Сцена из жизни, стр. 19

Он смотрел на нее, но уже скучающим взглядом.

Она этого не заметила.

В передней послышался звонок.

– Вот верно и она… – сказала Надежда Александровна, быстро отскочила от него и поправясь еще раз у зеркала, пошла в залу навстречу приехавшей Дюшар.

Это приехала она и входила уже в залу под густой черной вуалью.

XVI. У актрисы

– Bonjoir, madame, – подала Нина Николаевна руку Крюковской, вошла в гостиную по ее приглашению и откинула вуаль.

– Ах! Вы, монсеньор, здесь? – увидела она Бежецкого. – Я думала, что я буду одна. Я так просила.

Владимир Николаевич молча поздоровался с нею.

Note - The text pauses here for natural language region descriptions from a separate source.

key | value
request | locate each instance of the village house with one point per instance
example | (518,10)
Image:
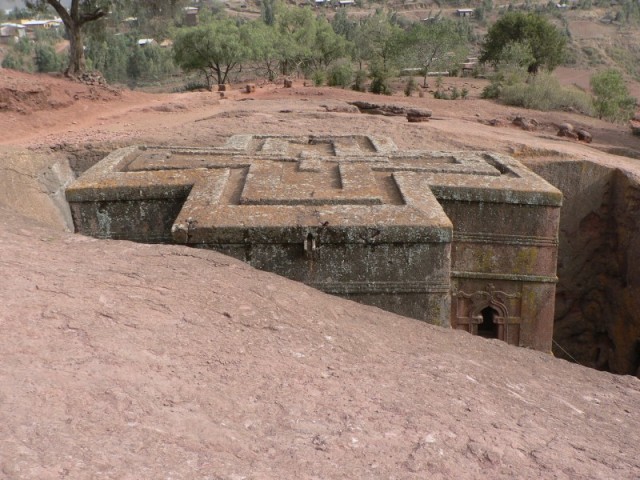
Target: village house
(11,32)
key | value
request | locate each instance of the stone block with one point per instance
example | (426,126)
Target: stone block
(461,239)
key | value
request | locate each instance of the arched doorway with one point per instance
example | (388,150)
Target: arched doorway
(489,328)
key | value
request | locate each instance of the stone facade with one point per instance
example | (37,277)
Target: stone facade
(461,239)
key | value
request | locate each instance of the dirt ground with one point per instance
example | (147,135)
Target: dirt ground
(128,361)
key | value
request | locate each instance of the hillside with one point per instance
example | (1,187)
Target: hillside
(123,360)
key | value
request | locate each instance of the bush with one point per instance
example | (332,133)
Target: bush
(340,75)
(318,78)
(410,87)
(359,81)
(47,60)
(544,92)
(380,82)
(612,100)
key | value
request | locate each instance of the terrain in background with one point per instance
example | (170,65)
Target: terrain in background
(122,360)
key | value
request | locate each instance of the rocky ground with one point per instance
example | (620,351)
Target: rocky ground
(120,360)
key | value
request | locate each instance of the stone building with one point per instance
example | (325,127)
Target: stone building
(460,239)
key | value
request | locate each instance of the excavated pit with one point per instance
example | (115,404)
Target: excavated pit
(597,323)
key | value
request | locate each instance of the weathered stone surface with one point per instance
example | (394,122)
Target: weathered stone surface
(129,361)
(341,108)
(528,124)
(352,216)
(392,110)
(598,294)
(34,184)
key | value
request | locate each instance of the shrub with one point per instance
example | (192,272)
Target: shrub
(380,82)
(318,78)
(410,87)
(359,81)
(612,100)
(340,75)
(47,60)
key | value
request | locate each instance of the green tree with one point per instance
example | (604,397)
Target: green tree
(378,42)
(264,41)
(329,46)
(612,100)
(297,30)
(268,11)
(110,57)
(214,49)
(546,42)
(436,46)
(75,17)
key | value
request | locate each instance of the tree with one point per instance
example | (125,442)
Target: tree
(268,11)
(263,41)
(47,60)
(435,46)
(214,49)
(546,42)
(612,100)
(377,41)
(74,18)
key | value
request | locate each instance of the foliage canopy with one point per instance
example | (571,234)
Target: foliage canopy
(612,100)
(546,43)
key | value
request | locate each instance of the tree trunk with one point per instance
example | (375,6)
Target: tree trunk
(76,51)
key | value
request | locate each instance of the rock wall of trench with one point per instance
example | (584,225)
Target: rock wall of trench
(597,320)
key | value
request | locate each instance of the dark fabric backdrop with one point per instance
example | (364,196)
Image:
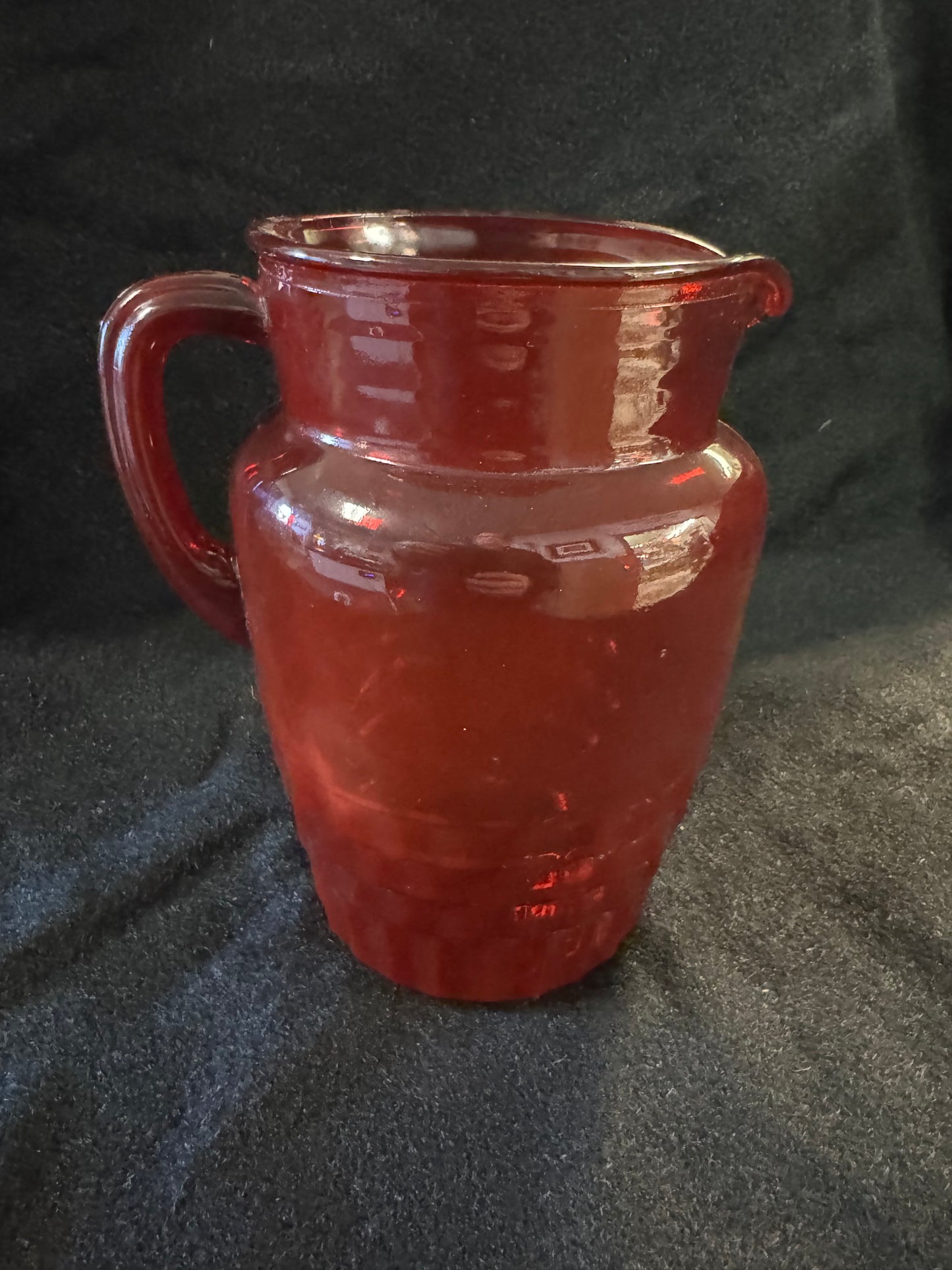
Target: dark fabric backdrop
(194,1071)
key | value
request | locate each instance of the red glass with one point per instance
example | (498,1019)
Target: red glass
(494,554)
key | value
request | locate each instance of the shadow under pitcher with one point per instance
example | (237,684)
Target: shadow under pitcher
(491,554)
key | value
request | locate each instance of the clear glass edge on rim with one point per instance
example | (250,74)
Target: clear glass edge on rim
(269,237)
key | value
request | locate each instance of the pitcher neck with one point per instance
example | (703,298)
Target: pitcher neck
(507,375)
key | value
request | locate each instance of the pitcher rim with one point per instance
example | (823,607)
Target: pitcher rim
(275,237)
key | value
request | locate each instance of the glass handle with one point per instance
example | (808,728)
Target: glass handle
(135,341)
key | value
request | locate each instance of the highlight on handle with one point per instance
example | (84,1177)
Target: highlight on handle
(136,335)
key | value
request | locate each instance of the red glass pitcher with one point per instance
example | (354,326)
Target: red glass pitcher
(491,553)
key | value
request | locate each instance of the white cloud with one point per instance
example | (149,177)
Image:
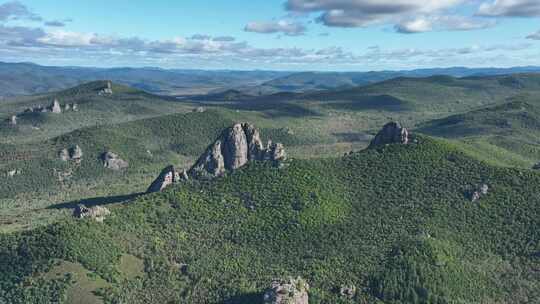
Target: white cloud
(510,8)
(281,26)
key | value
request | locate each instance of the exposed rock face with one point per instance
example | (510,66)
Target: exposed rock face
(14,172)
(74,153)
(113,161)
(107,90)
(392,133)
(478,194)
(166,178)
(291,291)
(64,155)
(348,291)
(235,148)
(96,213)
(55,107)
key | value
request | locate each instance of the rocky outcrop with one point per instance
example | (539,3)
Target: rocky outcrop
(107,90)
(290,291)
(97,213)
(235,147)
(74,153)
(347,291)
(392,133)
(167,177)
(55,107)
(113,161)
(479,193)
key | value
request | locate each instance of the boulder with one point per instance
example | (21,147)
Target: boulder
(113,161)
(96,213)
(347,291)
(55,107)
(75,153)
(479,193)
(235,147)
(167,177)
(290,291)
(392,133)
(107,90)
(64,155)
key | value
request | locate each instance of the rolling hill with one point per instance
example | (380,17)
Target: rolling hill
(397,223)
(506,134)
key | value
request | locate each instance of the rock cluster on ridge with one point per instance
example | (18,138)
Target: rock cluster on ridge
(391,133)
(96,213)
(74,153)
(113,161)
(290,291)
(167,177)
(235,147)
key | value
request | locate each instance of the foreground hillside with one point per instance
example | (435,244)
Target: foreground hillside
(397,223)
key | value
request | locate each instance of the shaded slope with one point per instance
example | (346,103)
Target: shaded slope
(396,222)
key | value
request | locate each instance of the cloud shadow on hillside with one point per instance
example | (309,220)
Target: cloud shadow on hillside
(96,201)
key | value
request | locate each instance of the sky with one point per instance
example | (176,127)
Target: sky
(293,35)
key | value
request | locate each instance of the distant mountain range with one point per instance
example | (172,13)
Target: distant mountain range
(28,78)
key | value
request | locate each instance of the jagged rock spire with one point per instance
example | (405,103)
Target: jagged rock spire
(235,147)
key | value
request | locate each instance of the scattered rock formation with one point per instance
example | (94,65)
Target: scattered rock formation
(107,90)
(392,133)
(64,155)
(74,153)
(55,107)
(348,291)
(13,120)
(12,173)
(235,148)
(113,161)
(478,194)
(291,291)
(96,213)
(166,178)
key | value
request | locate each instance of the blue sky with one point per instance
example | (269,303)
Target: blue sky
(343,35)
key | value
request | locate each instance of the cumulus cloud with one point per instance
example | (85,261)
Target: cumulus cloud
(55,23)
(442,23)
(510,8)
(281,26)
(15,10)
(534,36)
(408,16)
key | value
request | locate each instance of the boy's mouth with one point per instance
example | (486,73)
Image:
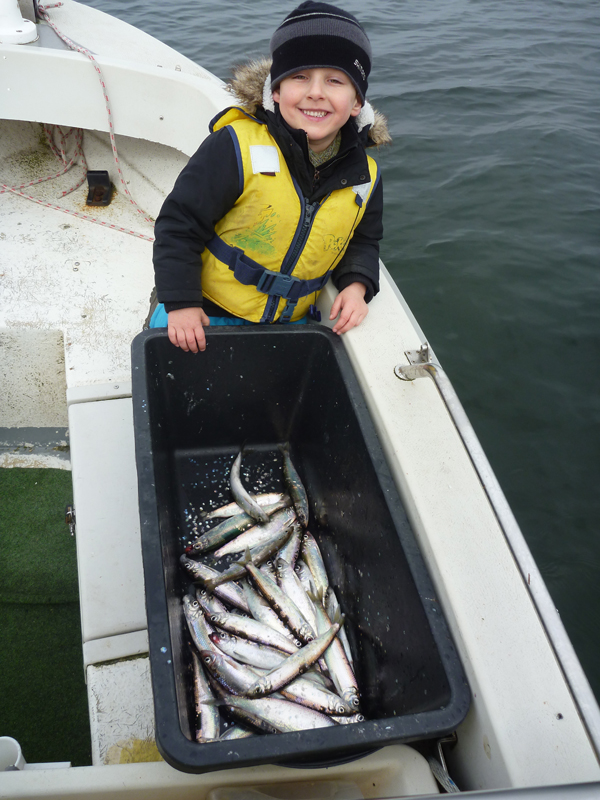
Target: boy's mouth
(314,114)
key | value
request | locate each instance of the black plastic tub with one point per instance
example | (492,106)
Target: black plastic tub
(263,387)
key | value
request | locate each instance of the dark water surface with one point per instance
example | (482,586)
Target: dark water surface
(492,190)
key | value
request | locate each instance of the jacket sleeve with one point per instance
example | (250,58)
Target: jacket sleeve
(360,262)
(206,189)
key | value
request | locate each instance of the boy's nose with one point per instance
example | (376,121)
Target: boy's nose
(316,88)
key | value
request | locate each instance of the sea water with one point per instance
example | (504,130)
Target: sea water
(492,220)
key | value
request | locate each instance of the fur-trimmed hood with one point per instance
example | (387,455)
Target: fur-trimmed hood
(251,88)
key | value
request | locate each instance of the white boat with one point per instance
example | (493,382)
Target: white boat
(75,287)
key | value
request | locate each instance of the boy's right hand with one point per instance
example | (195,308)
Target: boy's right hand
(186,328)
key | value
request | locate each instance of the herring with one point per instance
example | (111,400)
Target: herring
(241,496)
(294,665)
(295,486)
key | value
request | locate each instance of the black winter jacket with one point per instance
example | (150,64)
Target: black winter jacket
(208,187)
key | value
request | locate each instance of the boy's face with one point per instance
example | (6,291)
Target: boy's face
(319,101)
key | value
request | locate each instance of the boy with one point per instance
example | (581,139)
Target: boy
(282,193)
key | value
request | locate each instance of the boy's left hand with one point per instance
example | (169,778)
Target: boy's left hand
(351,307)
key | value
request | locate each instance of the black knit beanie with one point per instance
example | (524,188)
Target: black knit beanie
(321,35)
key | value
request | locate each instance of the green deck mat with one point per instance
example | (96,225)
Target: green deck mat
(43,697)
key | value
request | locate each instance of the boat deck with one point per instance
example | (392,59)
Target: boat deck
(78,293)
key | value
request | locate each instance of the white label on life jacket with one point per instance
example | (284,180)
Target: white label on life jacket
(264,157)
(362,189)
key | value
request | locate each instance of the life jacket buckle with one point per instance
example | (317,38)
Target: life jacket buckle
(275,283)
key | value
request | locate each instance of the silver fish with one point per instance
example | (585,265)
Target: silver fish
(247,652)
(290,584)
(254,630)
(229,592)
(235,732)
(221,533)
(207,713)
(256,556)
(286,609)
(276,716)
(339,668)
(258,534)
(232,528)
(307,692)
(262,611)
(305,576)
(291,548)
(332,607)
(348,720)
(295,486)
(209,603)
(232,676)
(231,509)
(241,496)
(198,627)
(311,555)
(294,665)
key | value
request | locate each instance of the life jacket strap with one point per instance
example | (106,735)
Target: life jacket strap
(251,273)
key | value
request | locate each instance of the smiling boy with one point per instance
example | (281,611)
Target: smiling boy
(282,194)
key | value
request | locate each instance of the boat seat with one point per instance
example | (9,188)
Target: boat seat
(109,556)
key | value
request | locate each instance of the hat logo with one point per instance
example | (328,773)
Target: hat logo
(359,67)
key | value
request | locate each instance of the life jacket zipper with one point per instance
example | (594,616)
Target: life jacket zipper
(291,258)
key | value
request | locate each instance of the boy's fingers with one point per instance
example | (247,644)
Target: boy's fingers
(201,338)
(335,308)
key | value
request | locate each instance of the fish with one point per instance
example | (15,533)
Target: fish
(283,605)
(290,584)
(295,486)
(209,603)
(308,693)
(254,630)
(311,555)
(251,653)
(198,627)
(256,556)
(304,575)
(208,720)
(228,592)
(332,607)
(262,611)
(291,549)
(258,533)
(273,715)
(235,732)
(231,509)
(236,678)
(294,665)
(241,496)
(339,668)
(227,530)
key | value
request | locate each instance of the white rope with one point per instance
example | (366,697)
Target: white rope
(60,150)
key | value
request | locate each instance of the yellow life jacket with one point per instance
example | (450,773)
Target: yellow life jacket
(272,253)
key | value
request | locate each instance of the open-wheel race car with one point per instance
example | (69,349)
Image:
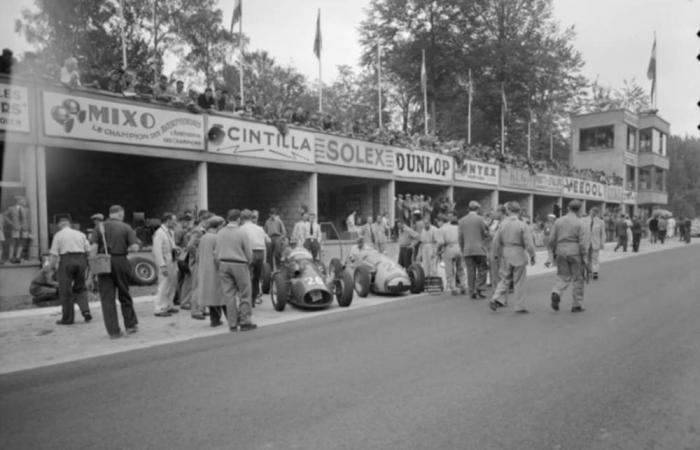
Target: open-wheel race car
(373,271)
(307,284)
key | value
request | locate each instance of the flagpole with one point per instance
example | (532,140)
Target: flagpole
(425,95)
(379,83)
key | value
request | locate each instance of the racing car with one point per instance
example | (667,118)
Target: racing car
(307,284)
(373,271)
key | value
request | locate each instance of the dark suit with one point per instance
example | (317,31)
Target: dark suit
(473,233)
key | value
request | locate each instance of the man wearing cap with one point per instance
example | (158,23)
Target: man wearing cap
(258,243)
(120,239)
(164,253)
(472,234)
(68,253)
(568,243)
(513,244)
(234,254)
(17,217)
(595,229)
(275,229)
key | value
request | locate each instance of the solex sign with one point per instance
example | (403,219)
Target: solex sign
(420,164)
(124,123)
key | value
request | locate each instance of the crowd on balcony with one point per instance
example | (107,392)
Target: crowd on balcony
(172,92)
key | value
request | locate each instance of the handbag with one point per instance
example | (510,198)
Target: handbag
(101,263)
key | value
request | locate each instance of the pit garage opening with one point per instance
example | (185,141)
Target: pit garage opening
(338,196)
(234,186)
(81,183)
(462,197)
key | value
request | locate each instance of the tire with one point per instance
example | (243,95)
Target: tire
(143,271)
(266,278)
(344,289)
(362,280)
(417,277)
(279,291)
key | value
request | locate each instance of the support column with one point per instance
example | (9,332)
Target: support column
(391,193)
(202,186)
(313,194)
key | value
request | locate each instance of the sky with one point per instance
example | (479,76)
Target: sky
(614,36)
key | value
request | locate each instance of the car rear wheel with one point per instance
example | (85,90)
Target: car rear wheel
(279,291)
(143,271)
(362,280)
(343,289)
(417,277)
(266,278)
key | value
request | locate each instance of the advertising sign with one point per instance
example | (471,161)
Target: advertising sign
(576,188)
(354,153)
(14,112)
(69,116)
(258,140)
(422,164)
(477,172)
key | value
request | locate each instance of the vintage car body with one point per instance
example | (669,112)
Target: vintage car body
(306,284)
(374,271)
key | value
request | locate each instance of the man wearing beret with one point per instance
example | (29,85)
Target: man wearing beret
(569,244)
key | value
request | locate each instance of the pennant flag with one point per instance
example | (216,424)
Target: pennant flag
(237,12)
(318,41)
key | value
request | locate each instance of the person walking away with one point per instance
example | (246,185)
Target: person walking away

Надежда Александровна не дала ему времени заговорить и усадила гостью.

– Я вам за Владимира Николаевича отвечу, – начала она с принужденным смехом, – вы, Нина Николаевна, вероятно, знаете, что случилось вчера. В «обществе» вышел скандал из-за Шмеля. Владимир Николаевич просил меня пригласить вас сюда приехать, боясь лишних разговоров, чтобы не сделать этим вам неудовольствие. Вы простите меня, если я осмелилась исполнить эту просьбу Владимира Николаевича и попросила вас сюда. Он так был расстроен, что я решилась, по дружбе к нему, исполнить его просьбу, даже не будучи с вами знакома. Вопрос в том, что вчера все «общество» ополчилось на Владимира Николаевича и во главе его Коган.

– Я вчера же это слышала и жалела очень, что не знала раньше. Тогда-то можно было это предупредить. Может быть, ничего бы и не случилось, – с расстановкой проговорила Нина Николаевна. – Но мне ужасно странно, что я у вас по поводу этого, – с улыбкой добавила она.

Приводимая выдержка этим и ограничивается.